Quels sont les mécanismes des douleurs chroniques rebelles ?


Ces douleurs-maladie ont des retentissements généraux au-delà de l'organe ou de la partie du corps concernés. La composante psycho-affective de la douleur est déterminante. La personne malade amplifie parfois inconsciemment sa plainte de peur que sa douleur soit niée ou mal comprise par son entourage familial et professionnel. La crainte persiste que cette douleur soit mise en doute par des soignants déjà consultés et en échec thérapeutique. À la plainte douloureuse s'ajoutent une fatigabilité anormale, une perte d'intérêt, des troubles de l'attention ou du sommeil, une modification du comportement (repli sur soi, baisse d'activité, désinvestissement général.).

J'ai toujours aussi mal, faut-il arrêter d'en chercher la cause ?

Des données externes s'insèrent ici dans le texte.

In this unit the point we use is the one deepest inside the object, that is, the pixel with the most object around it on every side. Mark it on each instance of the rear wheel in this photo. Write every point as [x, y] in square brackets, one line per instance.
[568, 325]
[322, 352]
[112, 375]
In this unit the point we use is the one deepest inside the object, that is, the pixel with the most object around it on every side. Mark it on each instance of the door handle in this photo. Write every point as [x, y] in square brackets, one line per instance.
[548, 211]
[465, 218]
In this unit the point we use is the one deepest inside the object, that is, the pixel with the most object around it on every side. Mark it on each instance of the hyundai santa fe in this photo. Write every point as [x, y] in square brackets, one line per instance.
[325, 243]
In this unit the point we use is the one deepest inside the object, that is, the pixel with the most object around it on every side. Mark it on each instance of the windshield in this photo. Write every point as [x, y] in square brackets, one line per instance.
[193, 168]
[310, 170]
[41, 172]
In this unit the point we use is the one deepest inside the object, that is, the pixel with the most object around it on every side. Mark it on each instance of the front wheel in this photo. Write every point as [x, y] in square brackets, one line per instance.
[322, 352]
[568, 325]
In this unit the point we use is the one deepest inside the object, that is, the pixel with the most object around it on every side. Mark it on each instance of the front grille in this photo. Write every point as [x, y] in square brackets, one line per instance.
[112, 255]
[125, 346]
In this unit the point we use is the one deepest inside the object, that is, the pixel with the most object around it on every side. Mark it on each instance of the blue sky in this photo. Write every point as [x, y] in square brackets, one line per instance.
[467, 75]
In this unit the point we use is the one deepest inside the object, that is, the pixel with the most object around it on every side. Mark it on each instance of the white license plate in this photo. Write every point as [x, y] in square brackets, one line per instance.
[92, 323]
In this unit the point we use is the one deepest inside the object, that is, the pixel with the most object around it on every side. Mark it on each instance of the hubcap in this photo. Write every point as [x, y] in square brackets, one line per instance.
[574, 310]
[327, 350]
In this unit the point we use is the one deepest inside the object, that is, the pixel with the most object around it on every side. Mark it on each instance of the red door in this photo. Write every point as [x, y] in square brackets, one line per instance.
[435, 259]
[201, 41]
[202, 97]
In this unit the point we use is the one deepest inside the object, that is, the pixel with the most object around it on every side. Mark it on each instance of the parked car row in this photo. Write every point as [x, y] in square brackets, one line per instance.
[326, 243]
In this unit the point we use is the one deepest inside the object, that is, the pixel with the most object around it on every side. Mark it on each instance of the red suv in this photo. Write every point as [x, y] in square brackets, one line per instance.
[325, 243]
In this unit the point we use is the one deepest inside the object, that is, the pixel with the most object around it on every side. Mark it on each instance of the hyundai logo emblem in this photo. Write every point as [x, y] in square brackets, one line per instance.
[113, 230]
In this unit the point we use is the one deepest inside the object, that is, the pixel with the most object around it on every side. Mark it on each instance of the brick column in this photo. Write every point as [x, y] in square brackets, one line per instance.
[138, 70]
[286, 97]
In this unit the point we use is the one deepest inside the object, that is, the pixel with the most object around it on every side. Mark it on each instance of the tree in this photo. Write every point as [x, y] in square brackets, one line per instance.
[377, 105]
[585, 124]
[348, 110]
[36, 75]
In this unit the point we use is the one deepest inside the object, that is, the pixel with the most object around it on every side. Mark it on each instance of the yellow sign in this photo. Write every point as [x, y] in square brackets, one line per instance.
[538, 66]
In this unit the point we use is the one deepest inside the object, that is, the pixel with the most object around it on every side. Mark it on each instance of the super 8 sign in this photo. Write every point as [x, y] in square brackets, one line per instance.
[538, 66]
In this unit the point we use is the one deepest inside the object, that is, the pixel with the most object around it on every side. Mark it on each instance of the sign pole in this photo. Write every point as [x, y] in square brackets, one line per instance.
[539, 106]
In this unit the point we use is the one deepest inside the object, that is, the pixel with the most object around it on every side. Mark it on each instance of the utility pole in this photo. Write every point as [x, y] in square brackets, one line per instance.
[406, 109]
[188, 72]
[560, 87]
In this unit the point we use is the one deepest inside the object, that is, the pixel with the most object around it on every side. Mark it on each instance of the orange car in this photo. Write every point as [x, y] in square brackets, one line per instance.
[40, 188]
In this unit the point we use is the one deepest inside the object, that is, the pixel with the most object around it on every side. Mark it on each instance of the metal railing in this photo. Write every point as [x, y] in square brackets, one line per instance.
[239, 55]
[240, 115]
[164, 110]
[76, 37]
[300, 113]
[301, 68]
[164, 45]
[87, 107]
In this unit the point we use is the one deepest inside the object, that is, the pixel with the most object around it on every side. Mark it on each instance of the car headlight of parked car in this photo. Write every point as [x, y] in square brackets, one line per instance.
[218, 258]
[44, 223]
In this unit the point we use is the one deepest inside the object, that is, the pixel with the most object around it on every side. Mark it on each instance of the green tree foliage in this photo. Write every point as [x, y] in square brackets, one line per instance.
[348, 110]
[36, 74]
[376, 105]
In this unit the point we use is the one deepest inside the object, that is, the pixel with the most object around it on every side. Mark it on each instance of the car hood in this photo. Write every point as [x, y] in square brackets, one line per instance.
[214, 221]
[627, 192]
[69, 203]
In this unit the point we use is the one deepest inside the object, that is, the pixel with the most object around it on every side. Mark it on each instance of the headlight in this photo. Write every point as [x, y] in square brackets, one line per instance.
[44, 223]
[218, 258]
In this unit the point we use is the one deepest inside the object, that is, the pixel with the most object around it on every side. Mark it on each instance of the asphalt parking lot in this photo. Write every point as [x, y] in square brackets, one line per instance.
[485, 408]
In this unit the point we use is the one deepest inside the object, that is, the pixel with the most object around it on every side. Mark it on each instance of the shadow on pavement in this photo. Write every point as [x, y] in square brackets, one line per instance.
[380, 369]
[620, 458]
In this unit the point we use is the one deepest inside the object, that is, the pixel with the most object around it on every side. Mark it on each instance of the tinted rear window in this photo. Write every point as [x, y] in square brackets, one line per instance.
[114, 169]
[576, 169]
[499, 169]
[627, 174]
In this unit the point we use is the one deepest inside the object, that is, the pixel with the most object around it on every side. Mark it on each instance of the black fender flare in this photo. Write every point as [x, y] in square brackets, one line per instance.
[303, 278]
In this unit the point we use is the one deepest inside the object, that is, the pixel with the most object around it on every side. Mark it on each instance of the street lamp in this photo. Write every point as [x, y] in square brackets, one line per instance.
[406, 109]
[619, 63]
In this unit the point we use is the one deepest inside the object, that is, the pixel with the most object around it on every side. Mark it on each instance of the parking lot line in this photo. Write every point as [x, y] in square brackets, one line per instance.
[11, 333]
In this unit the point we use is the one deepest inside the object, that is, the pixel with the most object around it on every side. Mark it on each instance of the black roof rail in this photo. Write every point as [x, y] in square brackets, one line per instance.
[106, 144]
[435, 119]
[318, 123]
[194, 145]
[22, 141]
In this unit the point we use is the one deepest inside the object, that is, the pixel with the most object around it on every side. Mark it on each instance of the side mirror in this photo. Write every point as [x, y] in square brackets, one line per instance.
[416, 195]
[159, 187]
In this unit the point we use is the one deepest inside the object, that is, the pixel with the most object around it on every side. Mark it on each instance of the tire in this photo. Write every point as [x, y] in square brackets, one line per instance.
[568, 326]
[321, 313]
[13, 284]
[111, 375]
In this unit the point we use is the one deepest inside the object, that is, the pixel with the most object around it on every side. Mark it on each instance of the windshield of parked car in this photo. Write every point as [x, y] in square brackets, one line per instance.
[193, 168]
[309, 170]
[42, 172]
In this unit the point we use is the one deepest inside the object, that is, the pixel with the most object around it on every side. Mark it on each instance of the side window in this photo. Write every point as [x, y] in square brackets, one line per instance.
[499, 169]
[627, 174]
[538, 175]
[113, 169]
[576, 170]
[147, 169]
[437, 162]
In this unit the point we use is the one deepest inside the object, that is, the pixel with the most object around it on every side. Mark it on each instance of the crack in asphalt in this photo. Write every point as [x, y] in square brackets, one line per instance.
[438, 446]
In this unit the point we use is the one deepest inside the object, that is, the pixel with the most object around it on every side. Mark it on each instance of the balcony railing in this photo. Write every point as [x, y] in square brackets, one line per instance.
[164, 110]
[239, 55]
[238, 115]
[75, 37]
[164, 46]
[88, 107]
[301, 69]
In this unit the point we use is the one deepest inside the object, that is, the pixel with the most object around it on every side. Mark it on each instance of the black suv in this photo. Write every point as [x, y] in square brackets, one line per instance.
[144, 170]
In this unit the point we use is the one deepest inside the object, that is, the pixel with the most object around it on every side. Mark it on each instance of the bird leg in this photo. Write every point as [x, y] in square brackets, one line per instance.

L'excès de recours à la médecine (nomadisme médical, recherche vaine d'un diagnostic méconnu, examens complémentaires répétés, abus médicamenteux, chirurgies itératives) renforce la plainte douloureuse, voire crée des douleurs iatrogènes. Dans ce contexte, le handicap fonctionnel a tendance à s'auto-entretenir, non seulement par la douleur mais aussi par les effets secondaires des traitements.

Quelles peuvent être les répercussions sur le plan social ?


La situation socioprofessionnelle et financière de la personne peut être gravement affectée induisant des demandes d'indemnisations compensatrices qui constituent parfois des facteurs pervers de renforcement de la douleur. En situation d'accident du travail, la consolidation est crainte par le malade qui redoute qu'elle ne conduise à un déni des douleurs et des préjudices ressentis. Le conflit avec l'employeur et les organismes sociaux favorise la chronicité des douleurs.

Quelle est la démarche spécifique de ces structures « douleur » ?


L'approche initiale est fondamentale (une, voire plusieurs, consultations nécessairement de longue durée) pour réaliser une évaluation pluridimensionnelle : clinique et paraclinique, somatique, psychologique et sociale (approche bio-psycho-sociale). Elle comporte notamment :
- une analyse sémiologique pour préciser les mécanismes de la douleur chronique (hyperalgésie, allodynie...) ;
- une évaluation psychologique pour déterminer l'insertion de la douleur dans l'histoire de la personne (sens donné à la douleur, représentations, attentes, remaniements affectifs) ;
- un bilan social pour établir le retentissement du syndrome douloureux chronique et repérer l'influence des facteurs sociaux sur la pérennité de la douleur.

Par la suite, après la synthèse pluridisciplinaire, le projet thérapeutique (multimodal) sera discuté avec la personne malade : explication, éducation, engagement dans la durée, rôle des différents partenaires (malade, famille, médecin traitant, structures douleur).

Ce projet sera régulièrement évalué et réajusté. Le suivi doit permettre de corriger les erreurs d'interprétation de la douleur et d'enrayer les cercles vicieux comportementaux et émotionnels en visant la reprise d'activités.

Quand faire appel à une structure de la douleur chronique rebelle ?


Dès que la douleur est jugée chronique et même si possible avant qu'elle ne puisse être qualifiée de rebelle, il faut contacter une structure douleur. Plus la prise en charge pluridisciplinaire est précoce plus les chances de contrôle et de réinsertion sont grandes.